[Tutor] regex: matching unicode

Tue Dec 25 05:22:31 CET 2012

On Mon, Dec 24, 2012 at 2:51 AM, Albert-Jan Roskam <fomcl at yahoo.com> wrote:
>
> First, check if the first character is a (unicode) letter

You can use unicode.isalpha, with a caveat. On a narrow build isalpha
fails for supplementary planes. That's about 50% of all alphabetic
characters, +/- depending on the version of Unicode. But it's mostly
the less common CJK characters (over 90% this), dead languages (e.g.
Linear B, Cuneiform, Egyptian Hieroglyphs), and mathematical script.

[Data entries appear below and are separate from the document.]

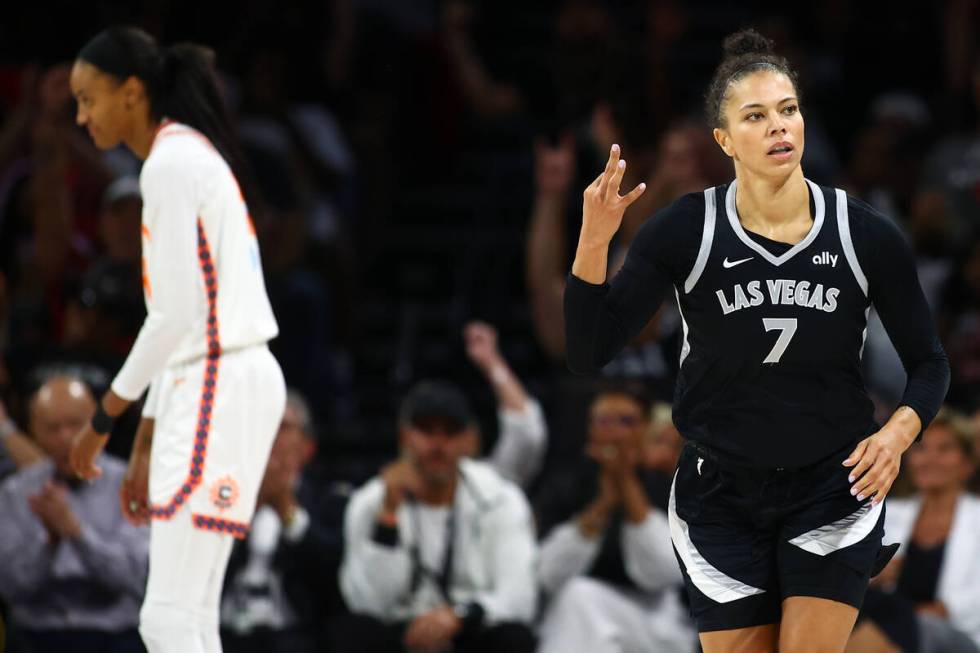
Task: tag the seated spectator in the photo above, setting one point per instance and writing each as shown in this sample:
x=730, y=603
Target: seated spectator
x=439, y=551
x=71, y=568
x=928, y=597
x=281, y=581
x=607, y=563
x=523, y=437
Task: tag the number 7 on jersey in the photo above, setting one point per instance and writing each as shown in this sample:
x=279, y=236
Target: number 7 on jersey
x=788, y=327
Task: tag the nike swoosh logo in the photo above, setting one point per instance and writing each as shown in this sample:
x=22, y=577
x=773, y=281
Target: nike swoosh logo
x=730, y=264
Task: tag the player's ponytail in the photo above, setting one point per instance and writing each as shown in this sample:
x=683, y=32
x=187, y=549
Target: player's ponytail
x=180, y=82
x=746, y=52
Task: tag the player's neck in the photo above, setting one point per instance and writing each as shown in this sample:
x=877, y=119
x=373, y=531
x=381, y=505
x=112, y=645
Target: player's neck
x=767, y=206
x=437, y=494
x=141, y=138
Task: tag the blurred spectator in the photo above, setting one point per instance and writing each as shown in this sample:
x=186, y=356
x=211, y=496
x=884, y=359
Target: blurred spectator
x=523, y=438
x=932, y=587
x=607, y=563
x=888, y=155
x=281, y=582
x=959, y=328
x=17, y=451
x=120, y=221
x=953, y=167
x=49, y=203
x=439, y=550
x=71, y=568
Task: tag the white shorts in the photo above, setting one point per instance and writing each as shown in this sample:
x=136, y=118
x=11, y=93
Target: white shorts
x=216, y=419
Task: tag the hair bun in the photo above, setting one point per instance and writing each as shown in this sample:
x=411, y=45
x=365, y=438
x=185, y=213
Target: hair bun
x=746, y=41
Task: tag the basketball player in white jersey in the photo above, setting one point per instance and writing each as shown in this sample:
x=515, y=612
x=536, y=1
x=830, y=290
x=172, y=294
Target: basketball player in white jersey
x=216, y=393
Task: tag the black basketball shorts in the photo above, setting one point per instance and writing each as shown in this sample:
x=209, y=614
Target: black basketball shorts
x=748, y=538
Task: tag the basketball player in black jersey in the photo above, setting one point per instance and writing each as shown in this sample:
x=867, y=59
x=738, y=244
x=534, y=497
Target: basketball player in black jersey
x=776, y=510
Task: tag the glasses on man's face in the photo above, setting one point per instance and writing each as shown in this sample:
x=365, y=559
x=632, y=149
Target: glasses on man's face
x=627, y=421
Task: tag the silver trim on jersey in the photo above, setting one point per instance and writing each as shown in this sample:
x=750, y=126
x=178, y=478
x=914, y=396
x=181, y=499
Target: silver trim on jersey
x=841, y=533
x=686, y=346
x=707, y=236
x=864, y=334
x=844, y=228
x=712, y=582
x=818, y=203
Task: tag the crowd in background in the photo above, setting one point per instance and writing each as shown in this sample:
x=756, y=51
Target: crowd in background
x=419, y=168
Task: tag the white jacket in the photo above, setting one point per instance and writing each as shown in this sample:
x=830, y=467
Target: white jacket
x=959, y=576
x=494, y=553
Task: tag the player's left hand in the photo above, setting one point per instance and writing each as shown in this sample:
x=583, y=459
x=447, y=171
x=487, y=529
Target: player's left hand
x=876, y=461
x=86, y=446
x=433, y=631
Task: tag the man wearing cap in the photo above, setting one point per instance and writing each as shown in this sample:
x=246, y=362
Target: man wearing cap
x=439, y=550
x=71, y=568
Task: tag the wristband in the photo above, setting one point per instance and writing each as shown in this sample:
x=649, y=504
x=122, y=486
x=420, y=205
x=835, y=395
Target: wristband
x=101, y=422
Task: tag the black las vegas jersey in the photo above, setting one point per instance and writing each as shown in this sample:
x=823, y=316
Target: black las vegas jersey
x=773, y=334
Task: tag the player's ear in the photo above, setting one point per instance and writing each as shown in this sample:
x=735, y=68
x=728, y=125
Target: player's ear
x=723, y=139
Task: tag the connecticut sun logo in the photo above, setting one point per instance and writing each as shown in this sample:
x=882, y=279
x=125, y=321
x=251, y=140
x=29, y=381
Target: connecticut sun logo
x=224, y=492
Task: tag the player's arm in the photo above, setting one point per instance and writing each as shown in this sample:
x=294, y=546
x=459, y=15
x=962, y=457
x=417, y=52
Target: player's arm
x=601, y=317
x=173, y=276
x=894, y=290
x=170, y=210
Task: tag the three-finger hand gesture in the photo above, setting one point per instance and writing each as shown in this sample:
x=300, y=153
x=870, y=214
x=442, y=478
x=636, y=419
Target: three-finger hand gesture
x=603, y=206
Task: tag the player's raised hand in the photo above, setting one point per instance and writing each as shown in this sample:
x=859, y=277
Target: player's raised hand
x=603, y=206
x=876, y=461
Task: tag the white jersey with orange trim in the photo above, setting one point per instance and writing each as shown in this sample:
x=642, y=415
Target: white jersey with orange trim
x=198, y=239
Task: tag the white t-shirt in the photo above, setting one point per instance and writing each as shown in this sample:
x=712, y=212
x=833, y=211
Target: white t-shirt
x=187, y=186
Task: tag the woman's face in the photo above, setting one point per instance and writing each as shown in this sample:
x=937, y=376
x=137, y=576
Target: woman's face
x=938, y=462
x=763, y=130
x=105, y=106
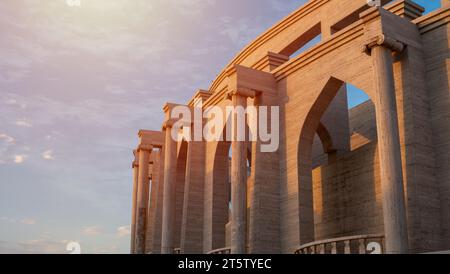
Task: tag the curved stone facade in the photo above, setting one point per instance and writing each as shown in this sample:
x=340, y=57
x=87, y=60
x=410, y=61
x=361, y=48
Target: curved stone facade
x=381, y=168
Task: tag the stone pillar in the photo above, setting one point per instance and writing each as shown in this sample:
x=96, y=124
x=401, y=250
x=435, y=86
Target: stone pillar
x=144, y=152
x=239, y=177
x=169, y=196
x=394, y=212
x=133, y=206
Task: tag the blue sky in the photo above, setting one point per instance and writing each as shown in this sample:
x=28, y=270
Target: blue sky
x=77, y=83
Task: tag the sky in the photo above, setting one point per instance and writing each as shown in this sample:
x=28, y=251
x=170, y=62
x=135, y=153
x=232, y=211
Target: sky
x=76, y=85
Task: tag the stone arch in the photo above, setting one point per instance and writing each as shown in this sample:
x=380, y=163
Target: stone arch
x=309, y=129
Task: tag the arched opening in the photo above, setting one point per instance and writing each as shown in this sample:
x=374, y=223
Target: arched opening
x=332, y=176
x=179, y=190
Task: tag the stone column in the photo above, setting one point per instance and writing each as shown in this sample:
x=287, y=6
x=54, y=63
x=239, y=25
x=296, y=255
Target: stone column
x=239, y=177
x=133, y=206
x=394, y=212
x=169, y=196
x=144, y=152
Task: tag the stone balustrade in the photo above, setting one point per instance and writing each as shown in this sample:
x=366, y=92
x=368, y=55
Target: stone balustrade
x=361, y=244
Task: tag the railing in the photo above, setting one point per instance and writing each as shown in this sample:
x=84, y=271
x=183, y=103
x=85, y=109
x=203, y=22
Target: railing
x=362, y=244
x=225, y=250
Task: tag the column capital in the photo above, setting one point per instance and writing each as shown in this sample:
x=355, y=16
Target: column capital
x=169, y=123
x=383, y=41
x=145, y=147
x=244, y=92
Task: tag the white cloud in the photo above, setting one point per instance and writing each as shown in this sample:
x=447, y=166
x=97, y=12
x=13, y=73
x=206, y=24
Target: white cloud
x=8, y=139
x=92, y=231
x=48, y=155
x=28, y=221
x=123, y=231
x=23, y=123
x=18, y=159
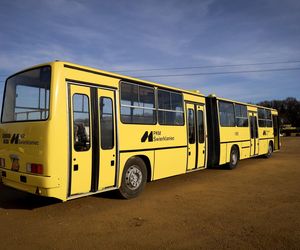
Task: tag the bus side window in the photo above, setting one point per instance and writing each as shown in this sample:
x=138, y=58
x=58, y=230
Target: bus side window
x=81, y=122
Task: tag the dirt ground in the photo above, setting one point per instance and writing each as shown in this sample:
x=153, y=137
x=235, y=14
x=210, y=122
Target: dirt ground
x=256, y=205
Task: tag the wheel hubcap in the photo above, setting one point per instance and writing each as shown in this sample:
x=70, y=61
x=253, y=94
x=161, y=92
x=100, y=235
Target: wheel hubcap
x=133, y=177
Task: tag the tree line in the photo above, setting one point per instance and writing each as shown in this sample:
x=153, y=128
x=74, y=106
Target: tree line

Instead, you could check if index 0 is category 'Cs' (surrogate). If
so, check the category of the slice [:2].

> Having unicode versions of the classes \d, \w, etc (let's call them
> \ud, \uw) would be cool.

(?u) enables re.U in case you're looking to keep the flag setting in
the pattern itself.

\d and \w are defined for Unicode. It's just the available categories
are insufficient. Matthew Barnett's regex module implements level 1
(and much of level 2) of UTS #18: Unicode Regular Expressions. See
RL1.2 and Annex C:

http://unicode.org/reports/tr18/

> def isUnicodeChar(c):
>   assert len(c) == 1
>   c = c.decode("utf-8") if isinstance(c, str) else c
>   return 'L' in unicodedata.category(c)

For UTF-8, len(c) == 1 only for ASCII codes; otherwise character codes
have a leading byte and up to 3 continuation bytes. Also, on a narrow
build len(c) is 2 for codes in the supplementary planes.

Also keep in mind canonical composition/decomposition equivalence and
compatibility when thinking about 'characters' in terms of comparison,
sorting, dictionary keys, sets, etc. You might want to first normalize
a string to canonical composed form (NFC). Python 3.x uses NFKC for
identifiers. For example:

    >>> d = {}
    >>> exec("e\u0301 = 1", d)
    >>> d["e\u0301"]
    Traceback (most recent call last):
      File "<stdin>", line 1, in <module>
    KeyError: 'é'

    >>> d["\xe9"]
    1
    >>> "\xe9"
    'é'

http://en.wikipedia.org/wiki/Unicode_equivalence